TORONTO – Des citoyens demandent à ce qu’une enquête soit menée afin de comprendre pourquoi le ministère du Travail de l’Ontario n’a pas réussi à prévenir l’effondrement du centre commercial d’Elliot Lake.
Le Comité d’action du centre commercial d’Elliot Lake a formulé cette demande à la suite du témoignage d’une haute fonctionnaire du ministère du Travail, qui a déclaré devant une commission d’enquête que les employés de son ministère avaient agi adéquatement dans ce dossier.
Selon John Pomerleau, président du Comité d’action, tous les intervenants ont fait l’objet d’une enquête du ministère, sauf le ministère lui-même.

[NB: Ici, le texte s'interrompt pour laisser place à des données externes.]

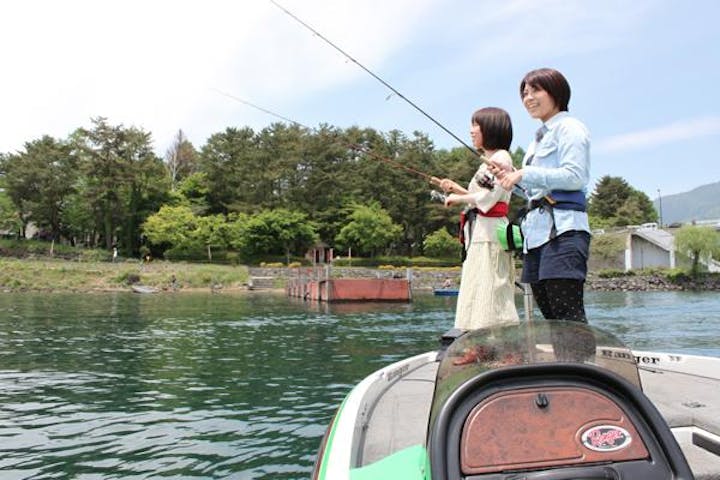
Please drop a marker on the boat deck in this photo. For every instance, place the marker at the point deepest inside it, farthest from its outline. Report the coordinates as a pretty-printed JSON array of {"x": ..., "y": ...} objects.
[{"x": 688, "y": 403}]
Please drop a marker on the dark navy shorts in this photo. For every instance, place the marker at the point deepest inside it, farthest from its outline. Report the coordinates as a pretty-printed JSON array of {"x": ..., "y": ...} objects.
[{"x": 565, "y": 256}]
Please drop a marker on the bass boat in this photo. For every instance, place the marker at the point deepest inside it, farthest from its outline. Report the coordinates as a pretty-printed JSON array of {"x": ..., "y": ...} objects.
[{"x": 546, "y": 400}]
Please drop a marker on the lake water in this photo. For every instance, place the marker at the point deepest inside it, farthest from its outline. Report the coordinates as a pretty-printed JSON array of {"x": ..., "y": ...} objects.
[{"x": 96, "y": 386}]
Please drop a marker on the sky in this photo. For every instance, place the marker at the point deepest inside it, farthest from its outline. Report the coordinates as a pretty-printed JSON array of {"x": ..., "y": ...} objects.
[{"x": 645, "y": 75}]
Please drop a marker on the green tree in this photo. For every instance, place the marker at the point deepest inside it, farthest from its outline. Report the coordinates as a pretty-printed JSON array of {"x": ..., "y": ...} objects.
[
  {"x": 232, "y": 170},
  {"x": 279, "y": 231},
  {"x": 9, "y": 218},
  {"x": 441, "y": 244},
  {"x": 39, "y": 180},
  {"x": 211, "y": 232},
  {"x": 124, "y": 180},
  {"x": 370, "y": 230},
  {"x": 181, "y": 159},
  {"x": 699, "y": 243},
  {"x": 615, "y": 203},
  {"x": 171, "y": 226}
]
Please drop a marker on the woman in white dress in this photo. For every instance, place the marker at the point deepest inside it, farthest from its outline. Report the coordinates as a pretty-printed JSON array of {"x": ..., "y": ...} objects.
[{"x": 486, "y": 297}]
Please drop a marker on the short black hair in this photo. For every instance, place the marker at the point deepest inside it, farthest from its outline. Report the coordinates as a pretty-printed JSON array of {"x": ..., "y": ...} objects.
[
  {"x": 495, "y": 126},
  {"x": 551, "y": 81}
]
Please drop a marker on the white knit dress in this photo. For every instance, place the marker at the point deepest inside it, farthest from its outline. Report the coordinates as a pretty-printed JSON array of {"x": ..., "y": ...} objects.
[{"x": 487, "y": 285}]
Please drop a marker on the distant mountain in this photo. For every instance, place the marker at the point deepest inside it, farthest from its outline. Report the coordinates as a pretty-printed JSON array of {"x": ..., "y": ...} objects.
[{"x": 701, "y": 203}]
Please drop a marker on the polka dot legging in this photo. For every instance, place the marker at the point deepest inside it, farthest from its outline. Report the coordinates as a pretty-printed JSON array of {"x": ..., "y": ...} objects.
[{"x": 560, "y": 299}]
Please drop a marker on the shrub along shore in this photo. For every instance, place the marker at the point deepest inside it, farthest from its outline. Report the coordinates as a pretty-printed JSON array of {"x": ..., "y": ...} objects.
[{"x": 56, "y": 275}]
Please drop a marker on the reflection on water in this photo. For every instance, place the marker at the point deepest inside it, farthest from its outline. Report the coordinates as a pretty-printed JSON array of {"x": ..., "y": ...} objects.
[{"x": 231, "y": 386}]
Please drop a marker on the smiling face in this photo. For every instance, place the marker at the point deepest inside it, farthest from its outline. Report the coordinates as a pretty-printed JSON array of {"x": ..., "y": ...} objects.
[{"x": 539, "y": 103}]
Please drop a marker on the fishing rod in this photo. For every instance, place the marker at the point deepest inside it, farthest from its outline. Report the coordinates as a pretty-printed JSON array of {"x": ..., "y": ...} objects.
[
  {"x": 517, "y": 189},
  {"x": 376, "y": 77},
  {"x": 353, "y": 146}
]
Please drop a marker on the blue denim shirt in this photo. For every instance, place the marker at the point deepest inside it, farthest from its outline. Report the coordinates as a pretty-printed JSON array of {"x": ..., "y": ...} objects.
[{"x": 559, "y": 161}]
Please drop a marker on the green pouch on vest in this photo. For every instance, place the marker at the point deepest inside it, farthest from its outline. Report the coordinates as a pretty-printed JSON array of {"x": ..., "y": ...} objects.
[{"x": 509, "y": 235}]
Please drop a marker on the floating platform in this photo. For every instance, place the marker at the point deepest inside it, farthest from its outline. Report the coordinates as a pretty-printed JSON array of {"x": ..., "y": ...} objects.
[{"x": 352, "y": 289}]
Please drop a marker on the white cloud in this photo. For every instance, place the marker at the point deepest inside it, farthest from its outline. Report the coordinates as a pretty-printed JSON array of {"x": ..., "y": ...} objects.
[
  {"x": 675, "y": 132},
  {"x": 155, "y": 64}
]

Lors de son témoignage, la semaine dernière, la sous-ministre adjointe Sophie Dennis a soutenu que son ministère n’était aucunement responsable de la tragédie qui a coûté la vie à Lucy Aylwin, âgée de 37 ans, et Doloris Perizzolo, âgée de 74 ans, en plus de faire des dizaines de blessés.
Mme Dennis a déclaré que ce sont les employeurs, les superviseurs et les employés eux-mêmes qui étaient responsables de la sécurité du bâtiment. Selon elle, le ministère n’avait qu’un rôle de surveillance, et c’est pour cette raison qu’aucun fonctionnaire n’a été blâmé à la suite de l’effondrement du centre commercial Algo.
Doug Elliot, qui représente le Comité d’action, a qualifié d’inacceptables les propos de la sous-ministre adjointe. Il accuse Mme Dennis de tenter de blanchir le ministère du Travail dans ce dossier.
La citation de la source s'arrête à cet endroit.